Dr. Craig: I mentioned that despite thousands of hours by these primatologists to teach chimps language of some sort, they can’t learn it. And yet you can take the most uncivilized aboriginal, put him in a cultured situation and, as you said, he’ll learn the language. He’ll even learn Polish, as difficult grammatically as that might be. In fact, my colleague Josh Swamidass has pointed out to me the remarkable fact that you can take primitive man and put him in a modern environment and modern culture and he’ll get along just fine. He’ll learn how to learn the language. He’ll learn how to adapt. A great example of that would be the Indian, Squanto, who met the pilgrims when they came to Massachusetts. Squanto was, in effect, a Stone Age person. The Indians never got beyond Stone Age tools. They didn’t even have a wheel. And yet Squanto was able to learn the language. He was able to go to England and work as a servant and butler, and then eventually finally did go back to his native people. But despite his primitive origins, he had these innate capacities that we talked about for language and for culture. It’s quite extraordinary when you think about it, and very, very different than animals.
Clarifying this a bit. Squanto was much farther along than a stone age technology, because he had agriculture! He wasn’t really “primitive.” A better way to put it is that though he was “apparently primitive” he wasn’t at all. He was just like us. In fact, he wasn’t even a hunter gatherer, and they are just like us too!

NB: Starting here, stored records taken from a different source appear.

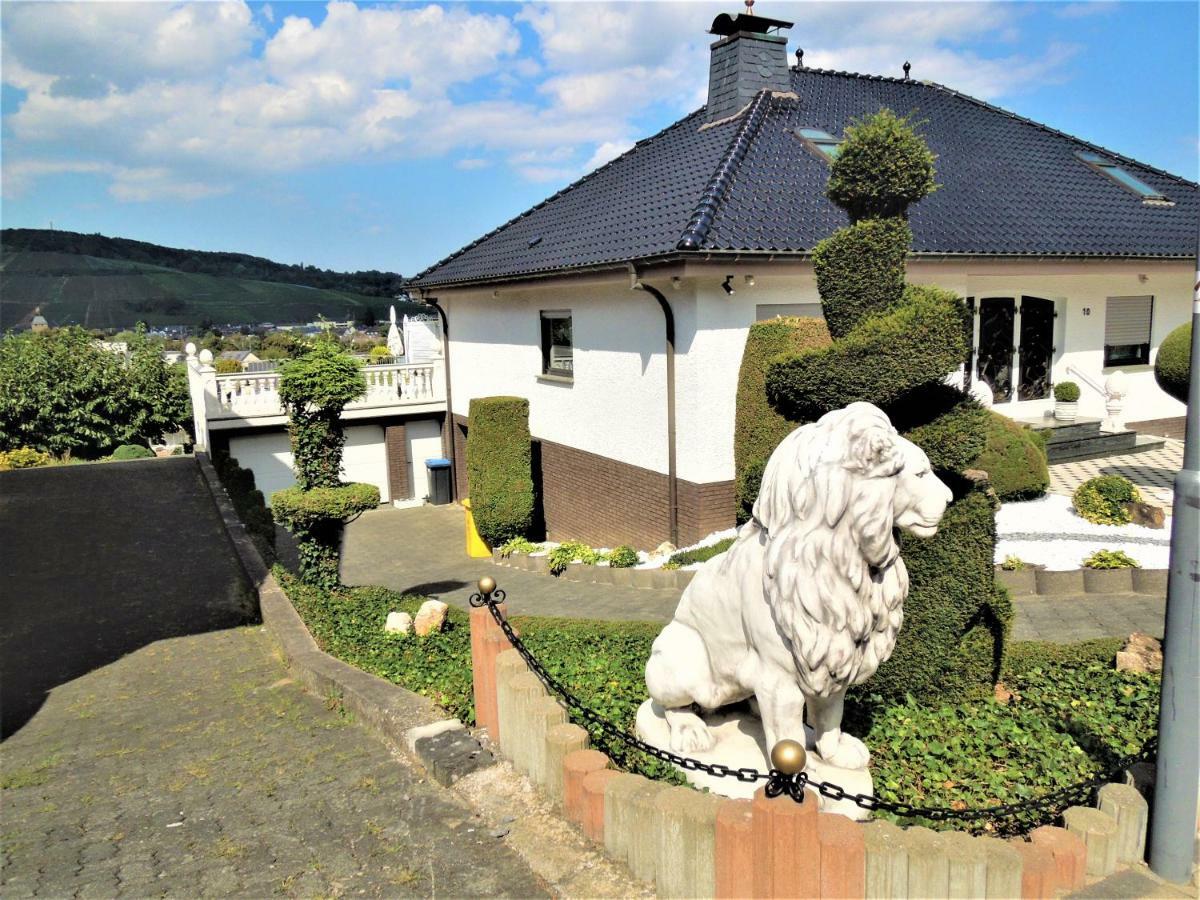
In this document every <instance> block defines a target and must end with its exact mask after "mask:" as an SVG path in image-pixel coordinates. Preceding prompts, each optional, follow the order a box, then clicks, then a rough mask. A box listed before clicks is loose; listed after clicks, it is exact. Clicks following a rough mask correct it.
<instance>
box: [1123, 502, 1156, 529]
mask: <svg viewBox="0 0 1200 900" xmlns="http://www.w3.org/2000/svg"><path fill="white" fill-rule="evenodd" d="M1121 505H1122V506H1124V509H1126V512H1128V514H1129V521H1130V522H1132V523H1133V524H1140V526H1141V527H1142V528H1163V527H1165V526H1166V512H1164V511H1163V508H1162V506H1154V505H1153V504H1151V503H1135V502H1133V500H1127V502H1126V503H1122V504H1121Z"/></svg>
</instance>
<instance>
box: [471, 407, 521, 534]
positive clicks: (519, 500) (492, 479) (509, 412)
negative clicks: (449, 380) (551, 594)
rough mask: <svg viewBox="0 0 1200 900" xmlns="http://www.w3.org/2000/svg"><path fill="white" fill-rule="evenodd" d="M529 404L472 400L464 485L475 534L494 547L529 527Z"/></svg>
mask: <svg viewBox="0 0 1200 900" xmlns="http://www.w3.org/2000/svg"><path fill="white" fill-rule="evenodd" d="M532 443H533V440H532V438H530V436H529V401H528V400H524V398H523V397H476V398H475V400H472V401H470V410H469V425H468V430H467V484H468V488H469V491H470V510H472V514H473V515H474V517H475V528H476V529H478V530H479V536H480V538H482V539H484V540H485V541H486V542H487V545H488V546H491V547H498V546H500V545H502V544H505V542H508V541H510V540H511V539H514V538H524V536H528V533H529V529H530V528H532V527H533V505H534V497H533V475H532V474H530V472H532V469H530V460H532Z"/></svg>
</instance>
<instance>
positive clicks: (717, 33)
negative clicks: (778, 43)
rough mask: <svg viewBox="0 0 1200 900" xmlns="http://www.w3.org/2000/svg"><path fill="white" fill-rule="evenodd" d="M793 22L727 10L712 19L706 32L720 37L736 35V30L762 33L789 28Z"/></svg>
mask: <svg viewBox="0 0 1200 900" xmlns="http://www.w3.org/2000/svg"><path fill="white" fill-rule="evenodd" d="M793 24H794V23H791V22H784V20H782V19H768V18H767V17H766V16H748V14H746V13H744V12H739V13H738V14H737V16H730V14H728V13H727V12H722V13H721V14H720V16H718V17H716V18H715V19H713V26H712V28H710V29H708V34H710V35H721V36H722V37H728V36H730V35H736V34H737V32H738V31H749V32H751V34H756V35H764V34H767V32H769V31H773V30H778V29H784V28H791V26H792V25H793Z"/></svg>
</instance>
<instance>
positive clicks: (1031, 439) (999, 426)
mask: <svg viewBox="0 0 1200 900" xmlns="http://www.w3.org/2000/svg"><path fill="white" fill-rule="evenodd" d="M986 428H988V431H986V434H988V445H986V448H984V451H983V452H982V454H979V456H978V457H977V458H976V460H974V462H972V463H971V468H973V469H983V470H984V472H986V473H988V475H989V476H990V478H991V486H992V488H995V491H996V496H997V497H1000V499H1001V500H1031V499H1033V498H1034V497H1040V496H1042V494H1044V493H1045V492H1046V488H1048V487H1049V486H1050V469H1049V468H1048V466H1046V452H1045V445H1044V444H1043V442H1042V439H1040V437H1039V436H1038V434H1037V432H1034V431H1033V430H1031V428H1025V427H1021V426H1020V425H1018V424H1016V422H1014V421H1013V420H1012V419H1009V418H1008V416H1007V415H1001V414H1000V413H992V412H991V410H988V425H986Z"/></svg>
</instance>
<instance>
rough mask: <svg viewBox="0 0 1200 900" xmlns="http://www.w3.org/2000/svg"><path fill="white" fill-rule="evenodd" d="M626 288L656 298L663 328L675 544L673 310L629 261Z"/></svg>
mask: <svg viewBox="0 0 1200 900" xmlns="http://www.w3.org/2000/svg"><path fill="white" fill-rule="evenodd" d="M629 278H630V289H632V290H644V292H646V293H647V294H649V295H650V296H653V298H654V299H655V300H658V301H659V307H660V308H661V310H662V319H664V329H665V331H666V360H667V508H668V512H667V515H668V521H670V529H671V542H672V544H673V545H674V546H677V547H678V546H679V481H678V478H677V473H676V404H674V341H676V334H674V312H673V311H672V310H671V304H668V302H667V299H666V298H665V296H664V295H662V292H661V290H659V289H658V288H655V287H652V286H650V284H646V283H644V282H643V281H642V280H641V278H640V277H638V275H637V269H635V268H634V265H632V264H630V266H629Z"/></svg>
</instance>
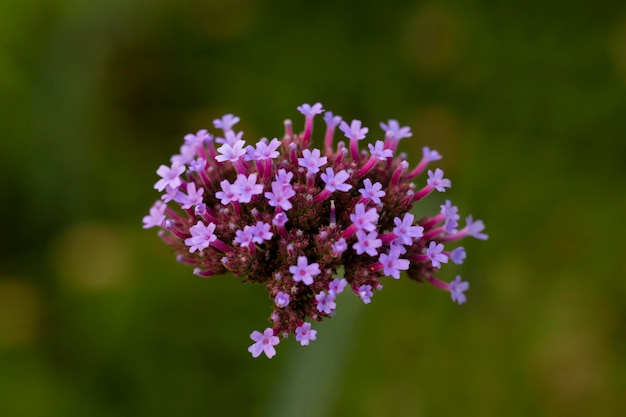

This is pretty fraught language, but WLC’s point (and mine) is that we might have though Native Americans were are primitive, but they are really not. They were just like us, and far beyond the great apes. We are, in the end, all the same degree of “human.”
Note: it was clarified below that native Americans might have been Stone Age, but I still emphasize that doesn’t mean they weren’t technologically advanced in important ways.